Accanto a queste sfilano poi invece ‘conoscenze di vecchia data’ per chi segue da tempo le gesta del Moz: Trash dei New York Dolls (coverizzata dal vivo da Morrissey in numerose occasioni), la straziante Death di Klaus Nomi (autore più volte utilizzato per gli show intros) o Great Horse dei Tyrannosaurus Rex (stupendamente sentita l’interpretazione di Cosmic Dancer di Bolan per chi la ricorda come B-side live del singolo “Pregnant for the Last Time”, nevvero?). Immancabile un brano di Ludus dell’amica Linder Sterling e una splendida outtake da “Desertshore” di Nico.

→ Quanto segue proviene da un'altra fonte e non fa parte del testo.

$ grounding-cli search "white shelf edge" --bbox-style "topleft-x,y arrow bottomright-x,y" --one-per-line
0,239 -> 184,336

La bellezza di questo disco però resta appunto là dove tutto è partito. Nella personalissima idea che il suo compilatore ha del termine ‘musica pop’ perfettamente rappresentata dall’epitaffio del breve scritto di cui riporto la traduzione di alcuni stralci per i più pigri:

… i nomi degli artisti qui inclusi evocano un’atmosfera …perché essi erano (o sono) veri artisti pop. Il semplice suono dei loro nomi è potente come le loro opere… E’ il terrificante potere del vero artista pop, che sembra arrivare a sbocciare solo nell’ora della morte (come se la vita non fosse esattamente il punto).
Will I, too, die?

Nessuno si azzardi a chiedermi perché non ho tradotto anche l’ultima frase.